Martin Shanahan, chief Executive, Forfás, said the “unsustainable nature of the domestically driven growth” during the second half of the 2000s had brought home the role of exports in delivering sustainable economic growth and has reiterated the central importance of competitiveness.
“Exports are currently the only source of economic growth, and improving our competitiveness is essential to growing our exports,” he said. “It is an opportune time, therefore, to identify and agree a set of ambitious, key competitiveness targets for Ireland that are within domestic policy control, and to put in place a plan to deliver on these targets. It is critical that we provide Ireland’s businesses with every possible competitive advantage.”
Seven priority areas
The seven priority competitiveness areas named by the report are: cost of doing business; productivity and innovation; access to credit; labour activation; taxation policy; education; and infrastructure.
Cost of doing business - the report says that while though prices in Ireland have fallen since 2008, the cost of a range of business inputs remain relatively expensive compared to those in other countries with which we are competing. High cost areas include property costs, calls from landlines and legal fees.
Productivity and innovation - "Ireland needs to complement the reduction in costs which is currently underway with a renewed focus on enhancing productivity. Irish productivity levels remain below OECD average. However, there has been a reversal of the negative productivity growth experienced between 2005 and 2009."
Access to credit - the annual rate of change in lending to the non-financial corporate sector has been negative since late 2009 and the contraction in lending to this sector has continued in recent months, says the report, adding that the difficulties in the banking sector are likely to lead to continued difficulties for the SME sector in accessing credit supply.

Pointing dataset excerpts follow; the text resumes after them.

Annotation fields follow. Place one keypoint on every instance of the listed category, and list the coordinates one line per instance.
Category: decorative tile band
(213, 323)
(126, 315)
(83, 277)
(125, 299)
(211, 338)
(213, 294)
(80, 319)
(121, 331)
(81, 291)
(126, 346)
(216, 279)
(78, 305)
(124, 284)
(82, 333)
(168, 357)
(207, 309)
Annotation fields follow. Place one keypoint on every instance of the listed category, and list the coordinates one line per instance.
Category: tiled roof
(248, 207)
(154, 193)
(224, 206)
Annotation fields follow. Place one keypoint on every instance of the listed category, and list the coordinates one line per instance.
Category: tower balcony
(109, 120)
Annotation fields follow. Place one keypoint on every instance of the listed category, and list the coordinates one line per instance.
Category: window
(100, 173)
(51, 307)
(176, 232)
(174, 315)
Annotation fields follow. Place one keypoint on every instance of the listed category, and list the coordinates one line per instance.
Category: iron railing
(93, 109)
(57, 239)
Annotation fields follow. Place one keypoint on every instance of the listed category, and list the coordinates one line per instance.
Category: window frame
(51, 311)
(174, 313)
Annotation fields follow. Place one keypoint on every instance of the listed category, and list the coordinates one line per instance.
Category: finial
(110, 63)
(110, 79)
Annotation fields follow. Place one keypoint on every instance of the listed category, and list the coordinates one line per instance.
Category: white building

Labour activation - unemployment, youth unemployment and long term unemployment have all increased substantially since 2007. Age and education attainment are strong determinants of unemployment, according to the report.
Taxation policy - "Average and marginal income tax rates on labour have been increasing. High marginal income tax rates reduce the incentive to work and to invest in education, training and business expansion. Maintaining a pro-enterprise taxation system while broadening the tax base is central to repairing the public finances."

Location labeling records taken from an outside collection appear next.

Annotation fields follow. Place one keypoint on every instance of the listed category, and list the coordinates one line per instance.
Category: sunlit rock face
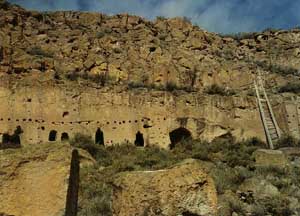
(124, 79)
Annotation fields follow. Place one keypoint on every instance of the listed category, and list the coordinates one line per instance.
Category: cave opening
(179, 135)
(52, 135)
(12, 141)
(64, 136)
(99, 137)
(139, 139)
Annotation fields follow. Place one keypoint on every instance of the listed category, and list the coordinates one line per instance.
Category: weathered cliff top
(124, 50)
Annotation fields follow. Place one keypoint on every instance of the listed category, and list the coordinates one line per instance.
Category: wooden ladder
(271, 128)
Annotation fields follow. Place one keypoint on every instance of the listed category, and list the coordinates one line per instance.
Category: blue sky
(223, 16)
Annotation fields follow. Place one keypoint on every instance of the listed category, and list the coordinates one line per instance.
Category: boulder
(266, 157)
(185, 189)
(34, 180)
(259, 188)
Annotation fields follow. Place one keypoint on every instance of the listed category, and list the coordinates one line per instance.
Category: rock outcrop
(184, 189)
(34, 181)
(67, 72)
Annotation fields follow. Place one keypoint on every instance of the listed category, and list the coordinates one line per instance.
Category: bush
(275, 68)
(277, 206)
(100, 35)
(95, 194)
(85, 142)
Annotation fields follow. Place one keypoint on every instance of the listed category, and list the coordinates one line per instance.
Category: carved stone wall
(120, 115)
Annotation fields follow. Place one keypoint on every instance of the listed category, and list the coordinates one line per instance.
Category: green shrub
(277, 206)
(275, 68)
(100, 35)
(85, 142)
(133, 85)
(95, 194)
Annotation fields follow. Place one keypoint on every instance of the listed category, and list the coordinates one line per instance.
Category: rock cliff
(34, 181)
(152, 78)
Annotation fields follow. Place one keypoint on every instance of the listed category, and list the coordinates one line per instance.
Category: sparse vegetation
(241, 35)
(287, 141)
(231, 163)
(275, 68)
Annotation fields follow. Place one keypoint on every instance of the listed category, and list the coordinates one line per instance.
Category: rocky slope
(34, 181)
(129, 50)
(184, 189)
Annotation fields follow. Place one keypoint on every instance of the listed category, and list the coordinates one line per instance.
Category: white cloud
(214, 15)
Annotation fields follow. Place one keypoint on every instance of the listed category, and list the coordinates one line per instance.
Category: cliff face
(79, 72)
(34, 181)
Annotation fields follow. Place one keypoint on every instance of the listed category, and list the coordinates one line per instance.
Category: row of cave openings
(99, 137)
(176, 136)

Education - while average educational attainment has improved significantly in the last two decades, challenges persist at primary school level, with 9-11 year students receiving fewer hours of tuition in maths and science than most other OECD countries; at second level there is a persistence of early school leavers and Ireland performs poorly in the OECD PISA studies; and at third level there are significant funding challenges.
Infrastructure - the report notes that Ireland’s perceived performance across several infrastructure areas ranks below the OECD and euro averages. Ireland’s distribution infrastructure is perceived poorly and, while the score in air and water transport has improved, it remains below the performance of comparator countries. The quality of Ireland’s energy infrastructure is also perceived to be weak. "World class telecommunications are vital to our ability to do business and Ireland ranks poorly in this regard and lags behind leading countries in terms of upgrading the local broadband access network to fibre and on offering very fast broadband speeds over fibre."
The NCC will be publishing Ireland’s Competitiveness Challenge report later in the year, which will outline detailed recommendations on addressing Ireland’s competitiveness issues.